The Life of the noble and christian prince, Charles the Great, was translated by Caxton from an anonymous French version compiled at the request of Henry Bolomyer, Canon of Lausanne. In it the various stories and legends relating to Charlemagne have been gathered together from various sources. Caxton finished his translation on the 18th of June, when he had nearly finished the printing of the Morte d'Arthur, and the printing of the book was finished on the 1st of December.

The only copy known, which is perfect with the exception of the last blank leaf, is in the King's Library in the British Museum.

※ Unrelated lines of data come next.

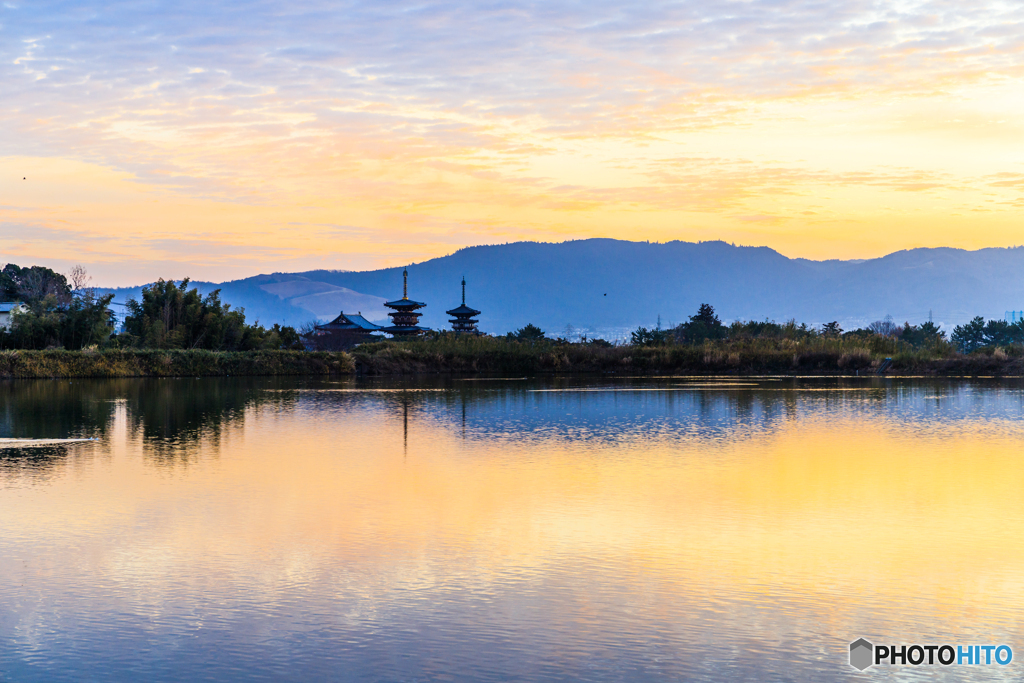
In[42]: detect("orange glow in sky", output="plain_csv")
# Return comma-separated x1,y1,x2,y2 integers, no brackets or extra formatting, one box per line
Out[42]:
3,2,1024,285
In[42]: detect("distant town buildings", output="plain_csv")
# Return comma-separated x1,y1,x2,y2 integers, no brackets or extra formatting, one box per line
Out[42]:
1006,311,1023,324
446,277,481,334
380,269,430,337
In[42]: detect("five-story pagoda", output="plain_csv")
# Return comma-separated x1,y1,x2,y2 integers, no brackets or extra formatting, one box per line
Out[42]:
446,277,481,334
381,268,430,337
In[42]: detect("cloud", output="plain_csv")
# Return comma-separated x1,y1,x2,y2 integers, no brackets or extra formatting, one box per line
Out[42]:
6,1,1024,153
3,0,1024,283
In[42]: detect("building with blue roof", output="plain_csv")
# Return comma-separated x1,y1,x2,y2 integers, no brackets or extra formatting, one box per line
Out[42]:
305,311,383,349
0,302,27,330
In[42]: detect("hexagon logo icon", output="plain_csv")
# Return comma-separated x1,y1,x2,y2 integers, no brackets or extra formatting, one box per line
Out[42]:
849,638,873,670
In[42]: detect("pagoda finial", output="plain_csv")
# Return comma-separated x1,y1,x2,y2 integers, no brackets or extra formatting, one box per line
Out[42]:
403,268,408,299
461,276,466,304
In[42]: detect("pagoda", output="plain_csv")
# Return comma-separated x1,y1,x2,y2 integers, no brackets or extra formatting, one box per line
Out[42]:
381,268,430,337
446,277,481,334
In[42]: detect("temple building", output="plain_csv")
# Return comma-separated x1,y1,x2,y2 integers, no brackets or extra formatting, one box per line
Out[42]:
381,268,430,337
446,277,481,334
303,311,382,350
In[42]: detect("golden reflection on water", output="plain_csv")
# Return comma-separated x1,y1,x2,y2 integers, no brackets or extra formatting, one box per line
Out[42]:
2,378,1024,680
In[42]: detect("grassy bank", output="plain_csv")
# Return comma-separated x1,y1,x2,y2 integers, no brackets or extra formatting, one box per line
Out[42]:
1,340,1021,378
0,349,355,378
351,336,1024,376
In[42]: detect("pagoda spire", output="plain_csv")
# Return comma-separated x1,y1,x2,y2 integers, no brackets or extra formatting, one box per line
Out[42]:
382,268,428,337
447,276,481,334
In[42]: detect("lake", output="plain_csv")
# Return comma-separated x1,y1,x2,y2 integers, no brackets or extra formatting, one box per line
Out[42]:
1,376,1023,681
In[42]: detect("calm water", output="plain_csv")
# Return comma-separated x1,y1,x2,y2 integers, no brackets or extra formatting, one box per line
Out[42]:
2,376,1024,681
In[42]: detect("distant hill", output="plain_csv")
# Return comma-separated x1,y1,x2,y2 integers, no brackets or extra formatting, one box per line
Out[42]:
98,240,1024,338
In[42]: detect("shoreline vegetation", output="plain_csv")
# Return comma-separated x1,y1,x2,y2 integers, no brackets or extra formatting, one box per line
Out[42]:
346,304,1024,378
350,335,1024,377
0,350,354,379
1,264,1023,378
1,341,1023,378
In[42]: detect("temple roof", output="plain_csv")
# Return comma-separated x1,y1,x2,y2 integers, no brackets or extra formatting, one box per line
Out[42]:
446,304,481,316
380,324,431,333
384,298,426,310
317,312,382,331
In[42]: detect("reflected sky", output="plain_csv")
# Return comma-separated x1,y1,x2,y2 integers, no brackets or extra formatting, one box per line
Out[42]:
1,376,1023,681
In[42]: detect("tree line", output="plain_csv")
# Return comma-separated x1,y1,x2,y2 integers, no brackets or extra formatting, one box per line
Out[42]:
507,304,1021,355
118,278,303,350
627,305,1022,353
0,264,113,350
0,264,304,351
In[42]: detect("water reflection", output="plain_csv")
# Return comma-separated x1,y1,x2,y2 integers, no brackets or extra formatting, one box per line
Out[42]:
0,377,298,475
2,376,1021,462
1,376,1023,682
293,376,1024,448
0,378,117,438
122,377,295,464
0,379,116,479
0,445,78,480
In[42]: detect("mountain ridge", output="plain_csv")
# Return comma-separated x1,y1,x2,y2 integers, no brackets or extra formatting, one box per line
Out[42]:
97,239,1024,337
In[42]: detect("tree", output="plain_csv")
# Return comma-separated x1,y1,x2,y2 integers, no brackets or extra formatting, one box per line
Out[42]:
899,321,946,348
918,321,946,344
951,316,986,353
122,278,261,350
120,279,305,350
630,326,668,346
0,263,71,305
0,265,113,350
729,319,786,339
690,303,721,328
0,264,111,349
67,264,92,293
843,327,875,341
867,315,899,337
60,289,116,349
821,321,843,338
510,323,546,342
1012,319,1024,344
268,323,305,350
674,303,726,343
983,319,1016,347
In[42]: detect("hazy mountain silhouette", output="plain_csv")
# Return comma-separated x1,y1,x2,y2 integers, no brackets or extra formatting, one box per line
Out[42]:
100,239,1024,337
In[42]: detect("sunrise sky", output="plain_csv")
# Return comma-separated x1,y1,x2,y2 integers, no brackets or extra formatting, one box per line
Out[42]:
3,0,1024,285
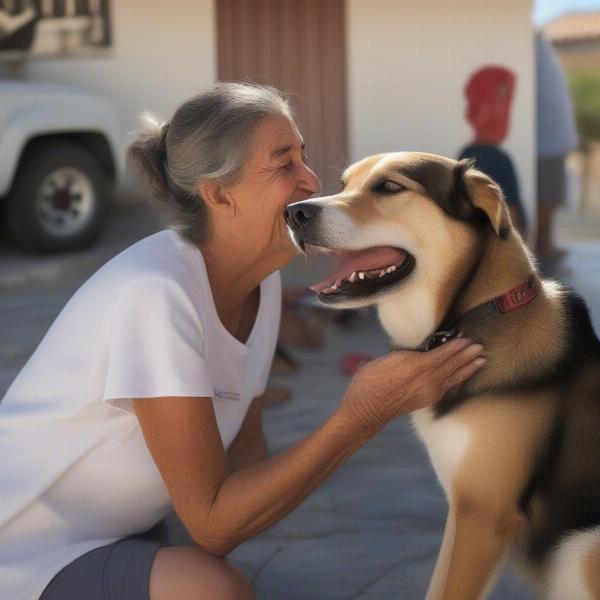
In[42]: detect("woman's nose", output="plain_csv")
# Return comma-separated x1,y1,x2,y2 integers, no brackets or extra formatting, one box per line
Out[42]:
299,164,322,196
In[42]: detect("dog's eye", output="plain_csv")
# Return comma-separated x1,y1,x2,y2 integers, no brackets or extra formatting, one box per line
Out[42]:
381,180,405,194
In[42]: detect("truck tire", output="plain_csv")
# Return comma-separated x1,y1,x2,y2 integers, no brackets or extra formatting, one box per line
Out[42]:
4,139,110,253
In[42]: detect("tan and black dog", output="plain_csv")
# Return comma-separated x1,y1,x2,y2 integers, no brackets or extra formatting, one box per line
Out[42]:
285,152,600,600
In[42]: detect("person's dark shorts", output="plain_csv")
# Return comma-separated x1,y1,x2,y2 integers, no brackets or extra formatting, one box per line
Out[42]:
40,523,169,600
538,155,567,205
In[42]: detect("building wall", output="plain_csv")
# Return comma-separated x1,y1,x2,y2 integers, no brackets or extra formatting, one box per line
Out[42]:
346,0,536,224
24,0,216,176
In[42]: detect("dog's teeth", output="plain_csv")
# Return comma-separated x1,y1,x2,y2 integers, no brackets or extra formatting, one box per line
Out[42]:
335,279,342,287
348,271,357,283
387,265,396,273
358,272,365,280
379,270,386,278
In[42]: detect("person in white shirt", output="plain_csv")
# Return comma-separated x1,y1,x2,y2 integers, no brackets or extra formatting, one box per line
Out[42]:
0,82,485,600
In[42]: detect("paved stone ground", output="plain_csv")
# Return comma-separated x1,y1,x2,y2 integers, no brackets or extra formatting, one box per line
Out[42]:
1,207,599,599
0,202,160,290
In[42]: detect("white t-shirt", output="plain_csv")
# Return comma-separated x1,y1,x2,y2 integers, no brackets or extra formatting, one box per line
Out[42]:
0,229,281,600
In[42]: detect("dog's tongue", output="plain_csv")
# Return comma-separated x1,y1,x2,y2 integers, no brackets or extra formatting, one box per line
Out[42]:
310,247,406,293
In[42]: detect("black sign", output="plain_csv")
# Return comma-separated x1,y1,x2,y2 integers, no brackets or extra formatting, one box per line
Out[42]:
0,0,111,57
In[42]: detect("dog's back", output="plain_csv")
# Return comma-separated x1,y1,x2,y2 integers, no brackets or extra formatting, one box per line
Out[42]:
519,290,600,596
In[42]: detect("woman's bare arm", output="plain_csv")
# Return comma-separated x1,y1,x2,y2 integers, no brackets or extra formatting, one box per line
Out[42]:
226,396,268,471
135,394,368,556
133,338,484,556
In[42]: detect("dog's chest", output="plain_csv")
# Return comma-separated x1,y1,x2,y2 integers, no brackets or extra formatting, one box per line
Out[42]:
411,408,472,495
378,295,439,349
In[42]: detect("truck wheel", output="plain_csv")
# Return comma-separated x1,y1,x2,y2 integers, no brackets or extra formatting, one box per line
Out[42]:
4,140,110,253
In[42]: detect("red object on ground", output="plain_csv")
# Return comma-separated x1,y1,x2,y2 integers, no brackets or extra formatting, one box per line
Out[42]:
465,65,516,145
340,352,376,377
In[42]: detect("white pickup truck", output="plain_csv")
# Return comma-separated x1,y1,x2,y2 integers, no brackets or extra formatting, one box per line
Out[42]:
0,78,123,253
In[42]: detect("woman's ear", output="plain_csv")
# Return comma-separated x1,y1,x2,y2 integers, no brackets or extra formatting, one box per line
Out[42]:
197,180,237,218
462,165,511,238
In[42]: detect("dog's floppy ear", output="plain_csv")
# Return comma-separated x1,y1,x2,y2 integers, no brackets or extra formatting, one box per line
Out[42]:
455,160,510,238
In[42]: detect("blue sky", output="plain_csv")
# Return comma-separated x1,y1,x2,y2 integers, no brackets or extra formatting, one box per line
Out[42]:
534,0,600,24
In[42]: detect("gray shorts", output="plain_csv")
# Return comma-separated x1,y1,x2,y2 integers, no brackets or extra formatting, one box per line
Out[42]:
40,534,165,600
538,155,567,205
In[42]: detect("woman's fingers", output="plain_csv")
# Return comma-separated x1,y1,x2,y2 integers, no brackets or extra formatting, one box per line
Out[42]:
366,338,482,378
435,340,485,386
422,337,473,366
413,337,484,389
380,338,472,370
442,356,486,391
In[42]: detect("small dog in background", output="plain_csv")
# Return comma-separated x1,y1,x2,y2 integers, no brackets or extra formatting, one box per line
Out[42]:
285,152,600,600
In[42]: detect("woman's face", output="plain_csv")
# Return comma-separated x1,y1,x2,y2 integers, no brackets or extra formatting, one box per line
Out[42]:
225,114,321,263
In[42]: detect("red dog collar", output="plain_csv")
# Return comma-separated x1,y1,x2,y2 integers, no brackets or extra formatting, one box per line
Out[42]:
494,276,539,313
420,275,539,351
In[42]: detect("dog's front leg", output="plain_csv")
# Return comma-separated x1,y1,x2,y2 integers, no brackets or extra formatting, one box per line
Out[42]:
423,397,552,600
429,501,517,600
425,509,456,600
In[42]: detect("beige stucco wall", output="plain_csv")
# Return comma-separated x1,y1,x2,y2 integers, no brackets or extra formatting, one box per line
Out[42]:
346,0,536,224
24,0,216,180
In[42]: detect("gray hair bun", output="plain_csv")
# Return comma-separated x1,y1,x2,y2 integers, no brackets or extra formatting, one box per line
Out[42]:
127,111,171,203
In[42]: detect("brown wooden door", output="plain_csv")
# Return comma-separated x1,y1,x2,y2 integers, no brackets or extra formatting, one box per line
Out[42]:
217,0,347,193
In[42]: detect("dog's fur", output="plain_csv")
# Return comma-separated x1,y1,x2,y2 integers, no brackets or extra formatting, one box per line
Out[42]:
285,152,600,600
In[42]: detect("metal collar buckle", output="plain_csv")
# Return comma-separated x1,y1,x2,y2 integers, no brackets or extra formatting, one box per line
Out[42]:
423,329,458,351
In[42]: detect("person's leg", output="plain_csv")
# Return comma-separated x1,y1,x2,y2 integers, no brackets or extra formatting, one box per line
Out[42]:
41,537,254,600
536,202,559,258
536,155,567,260
149,545,255,600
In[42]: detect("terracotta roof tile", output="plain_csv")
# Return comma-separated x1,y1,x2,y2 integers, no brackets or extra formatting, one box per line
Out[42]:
544,11,600,42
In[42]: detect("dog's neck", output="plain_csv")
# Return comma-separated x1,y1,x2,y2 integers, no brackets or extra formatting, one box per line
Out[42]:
378,229,542,351
421,230,567,407
445,230,537,325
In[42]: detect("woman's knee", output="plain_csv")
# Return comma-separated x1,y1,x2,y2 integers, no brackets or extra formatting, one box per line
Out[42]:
150,545,255,600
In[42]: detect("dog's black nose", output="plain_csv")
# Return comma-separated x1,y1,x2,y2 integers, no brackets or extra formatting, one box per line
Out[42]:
285,202,321,230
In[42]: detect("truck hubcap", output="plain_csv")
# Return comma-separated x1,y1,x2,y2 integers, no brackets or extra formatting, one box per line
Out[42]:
37,168,95,237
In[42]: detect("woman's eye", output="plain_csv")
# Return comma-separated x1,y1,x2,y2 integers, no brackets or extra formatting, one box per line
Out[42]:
280,153,308,172
382,180,405,194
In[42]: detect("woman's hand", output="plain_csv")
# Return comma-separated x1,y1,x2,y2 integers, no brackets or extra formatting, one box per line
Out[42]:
339,338,485,434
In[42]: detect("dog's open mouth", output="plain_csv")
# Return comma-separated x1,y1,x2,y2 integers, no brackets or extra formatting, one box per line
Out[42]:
308,245,416,303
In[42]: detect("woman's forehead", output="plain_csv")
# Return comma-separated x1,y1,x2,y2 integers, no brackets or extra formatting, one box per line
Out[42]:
252,115,304,160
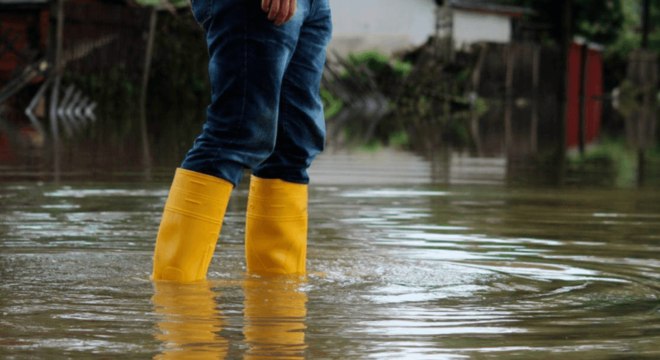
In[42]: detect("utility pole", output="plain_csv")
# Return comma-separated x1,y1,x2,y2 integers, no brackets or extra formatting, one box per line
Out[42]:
138,8,157,181
48,0,65,182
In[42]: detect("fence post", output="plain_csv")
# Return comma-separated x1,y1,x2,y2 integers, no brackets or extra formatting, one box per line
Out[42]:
637,0,654,186
625,50,657,186
555,0,573,184
530,45,540,153
504,45,515,156
577,42,588,156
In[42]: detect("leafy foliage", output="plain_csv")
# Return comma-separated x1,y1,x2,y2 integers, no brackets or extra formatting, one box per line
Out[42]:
501,0,658,52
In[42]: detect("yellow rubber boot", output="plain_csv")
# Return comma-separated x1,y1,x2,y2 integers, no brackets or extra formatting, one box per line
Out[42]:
245,176,308,275
152,168,233,282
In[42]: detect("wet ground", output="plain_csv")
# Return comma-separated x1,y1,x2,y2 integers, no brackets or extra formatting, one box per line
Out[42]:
1,150,659,359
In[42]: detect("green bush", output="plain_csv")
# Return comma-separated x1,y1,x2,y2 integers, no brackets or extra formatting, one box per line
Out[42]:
320,89,343,119
569,138,637,186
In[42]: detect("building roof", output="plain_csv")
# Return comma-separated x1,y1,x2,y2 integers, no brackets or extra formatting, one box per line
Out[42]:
0,0,135,4
447,0,533,18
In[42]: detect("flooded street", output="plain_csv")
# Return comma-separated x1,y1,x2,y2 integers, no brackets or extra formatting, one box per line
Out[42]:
1,151,659,359
2,0,658,356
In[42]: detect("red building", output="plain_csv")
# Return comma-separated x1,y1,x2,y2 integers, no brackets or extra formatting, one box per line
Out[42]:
566,40,603,150
0,0,146,163
0,0,50,162
0,0,49,88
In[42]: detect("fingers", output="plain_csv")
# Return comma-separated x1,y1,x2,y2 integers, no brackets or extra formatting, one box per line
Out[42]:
284,0,297,23
273,0,289,25
267,0,280,21
261,0,271,12
262,0,297,26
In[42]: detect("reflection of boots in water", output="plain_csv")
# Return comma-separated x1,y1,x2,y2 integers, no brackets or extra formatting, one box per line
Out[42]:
152,281,228,360
243,276,308,359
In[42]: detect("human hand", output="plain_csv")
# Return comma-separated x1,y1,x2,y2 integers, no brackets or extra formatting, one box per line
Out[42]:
261,0,297,26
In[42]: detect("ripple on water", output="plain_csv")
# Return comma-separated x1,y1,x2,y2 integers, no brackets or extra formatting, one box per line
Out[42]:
0,182,659,358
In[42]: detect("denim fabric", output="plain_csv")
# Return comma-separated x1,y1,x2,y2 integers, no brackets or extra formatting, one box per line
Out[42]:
181,0,332,187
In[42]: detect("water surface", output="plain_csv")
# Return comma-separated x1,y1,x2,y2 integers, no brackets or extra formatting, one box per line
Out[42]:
1,153,659,359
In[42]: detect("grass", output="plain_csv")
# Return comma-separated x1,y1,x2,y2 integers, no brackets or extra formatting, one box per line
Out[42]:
568,137,639,187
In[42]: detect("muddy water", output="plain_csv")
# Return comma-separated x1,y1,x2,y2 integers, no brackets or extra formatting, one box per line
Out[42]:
1,153,659,359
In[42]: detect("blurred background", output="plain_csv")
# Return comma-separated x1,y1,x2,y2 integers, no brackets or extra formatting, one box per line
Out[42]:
0,0,658,186
2,2,660,358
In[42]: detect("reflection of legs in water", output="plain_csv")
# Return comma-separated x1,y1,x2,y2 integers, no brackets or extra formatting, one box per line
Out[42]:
152,281,227,360
243,276,308,359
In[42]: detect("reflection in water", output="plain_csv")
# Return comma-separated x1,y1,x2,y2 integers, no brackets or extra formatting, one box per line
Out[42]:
243,276,307,359
1,178,659,358
151,277,308,359
152,281,228,359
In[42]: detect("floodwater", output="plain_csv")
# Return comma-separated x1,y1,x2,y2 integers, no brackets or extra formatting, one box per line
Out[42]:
1,151,659,359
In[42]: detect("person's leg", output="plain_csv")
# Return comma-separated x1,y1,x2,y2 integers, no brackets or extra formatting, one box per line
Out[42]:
181,0,310,186
153,0,310,282
251,1,332,184
245,1,332,275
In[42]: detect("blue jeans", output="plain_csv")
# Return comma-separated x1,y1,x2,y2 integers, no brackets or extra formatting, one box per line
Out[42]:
181,0,332,187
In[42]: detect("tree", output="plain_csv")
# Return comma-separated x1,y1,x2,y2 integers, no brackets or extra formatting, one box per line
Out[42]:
501,0,626,46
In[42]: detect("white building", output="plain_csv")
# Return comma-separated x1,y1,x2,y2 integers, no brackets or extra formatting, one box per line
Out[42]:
328,0,530,56
328,0,437,56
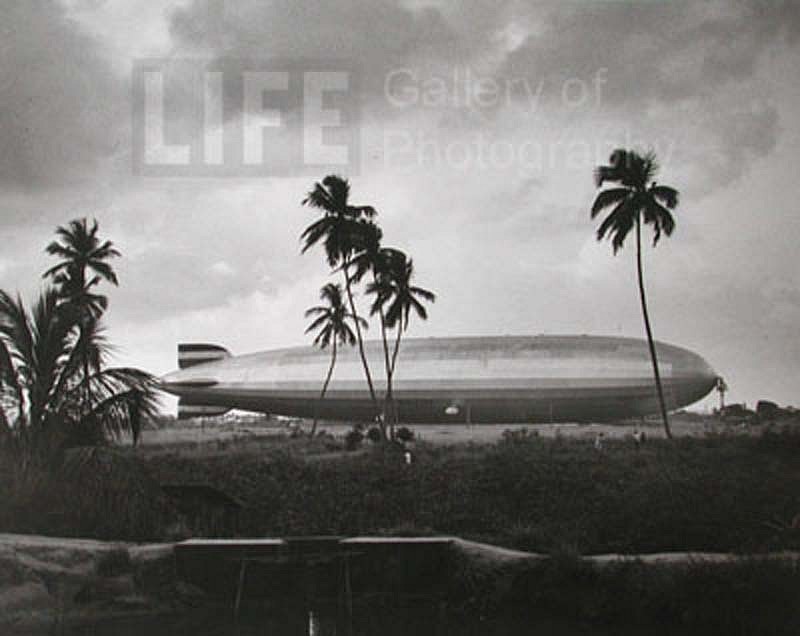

The moment Caxton had finished the translation of Charles the Great he set to work on another short romance, the History of the knight Paris and the fair Vienne. This he finished on the 31st of August, and the book was printed by the 19th of December. Like the last, only one copy, and that quite perfect, is known; and it is also in the King's Library in the British Museum.

It seems very probable that at an early date these two books were bound together, but either before or on their coming into the possession of the Earl of Oxford they were bound separately. They agree entirely in size and typographical particulars, both having 39 lines to the page in two columns.

The Paris and Vienne was reprinted in 1492 by Gerard Leeu at Antwerp in small folio, with illustrations. He reprinted also in the same month the History of Jason, and in the year following the Chronicles of England. The apathy in book production which seems to have immediately succeeded Caxton's death may have encouraged him to attempt printing for the English market, but his own death while his edition of the Chronicles was passing through the press put an end to the trade. He printed one other English book, the Dialogue of Salomon and Marcolphus, of which one copy exists. This, like the rest, may have been copied from an edition printed by Caxton, but if so, all traces of it have disappeared.

No dated book of 1486 is known, but several may be ascribed to this date. First the Directorium Sacerdotum, or Pica, a work compiled by Clement Maydeston, containing the rules for adapting the calendar to the services of each week in accordance with the thirty-five varieties of the Almanac. Of this book, so interesting to liturgical students, but one copy is known, now in the British Museum, a library, however, to which it should not rightly belong. The volume formed part of the collection bequeathed to the Cambridge University Library by Dr. Holdsworth in 1648, but it was stolen from there in or shortly before 1778, and soon afterwards "bought of a man introduced by Dr. Nugent" by William Bayntun, Esq., of Gray's Inn, after whose death it came into the possession of King George III., and passed with the rest of the King's Library into the British Museum. At the beginning of the book a single leaf containing a large wood-cut has been inserted which does not really belong to the volume. In the centre is a half-length figure of Our Lord with the hands crossed. Behind the head and shoulders is the cross, and on either side the spear and the reed with the sponge. Below is the text of an Indulgence, which in this case has been cut out, while round the whole is a framework composed of twenty-eight small square compartments, each containing some emblem of the crucifixion. These early English prints, several of which exactly similar in treatment are known, go under the name of the Image of Pity.